In 1851 this remote prairie location seemed ideal for Cook County's plans to erect a poor farm and asylum for the insane. The county purchased from Peter Ludby 160 acres hemmed in by Irving Park Road and Narragansett, Montrose, and Oak Park Avenues. Both facilities were housed in a three-story building situated atop a ridge.

Residents of the poor farm lived with their families growing vegetables, washing their clothes, and attending school on the premises. After 1863 the institution also admitted tuberculosis patients. The county built a separate building for the insane asylum in 1870. The construction of two more buildings in the 1880s added enough space to accommodate the more than 1,000 patients.

Following the Civil War, Andrew Dunning purchased 120 acres just south of the county property to start a nursery and lay the groundwork for a village. He set aside 40 acres for the settlement, but proximity to the insane hospital kept settlers away.

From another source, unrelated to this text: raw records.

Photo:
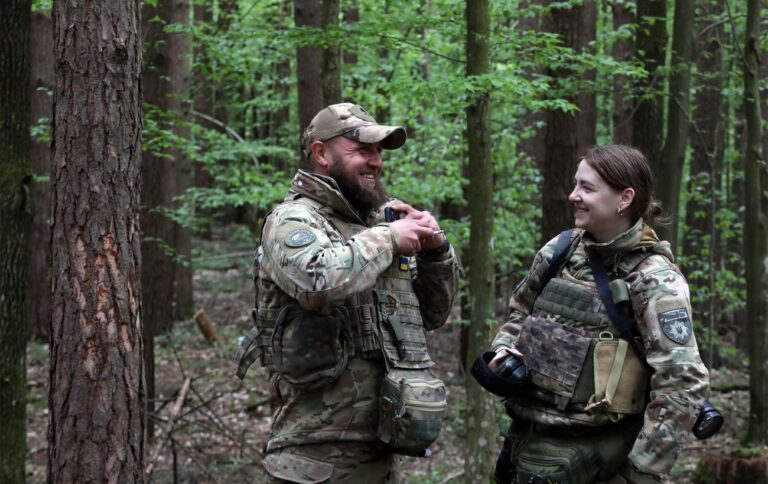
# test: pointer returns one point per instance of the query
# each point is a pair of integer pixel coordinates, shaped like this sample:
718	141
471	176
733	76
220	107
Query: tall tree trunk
318	71
38	307
587	116
623	50
567	135
670	167
481	412
202	92
15	223
179	78
159	178
650	40
351	16
96	403
755	232
701	242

Initially transportation links were poor. Although trains brought employees and commuters from the city, visitors had to walk two and a half miles from the depot to the county farm. After a single three-mile track was extended to the facilities in 1882, the Chicago, Milwaukee & St. Paul “crazy train” brought patients, supplies, and medicines. The county built a station, naming it for Dunning.

In the 1880s and 1890s Dunning's rolling landscape remained sparsely settled. The Scandinavian Lutheran Cemetery Association bought 65 acres south of Dunning's property in 1886 which became Mount Olive Cemetery. Jewish families purchased 40 acres between the Scandinavian cemetery and Addison for burials.

Around the turn of the century Henry Kolze inherited a tavern and wooded acreage at Narragansett and Irving Park which he turned into a picnic grove, known as Kolze's Grove, or Kolze's Electric Park. The idyllic scenery enticed visitors, as did the tavern. With the advent of the Irving Park Boulevard street railway, clubs, churches, and companies held picnics in the grove. Based on records from the Chicago Department of Revenue, we know that in 1910 other similar venues such as Kosciuzko Grove were also in the Dunning area.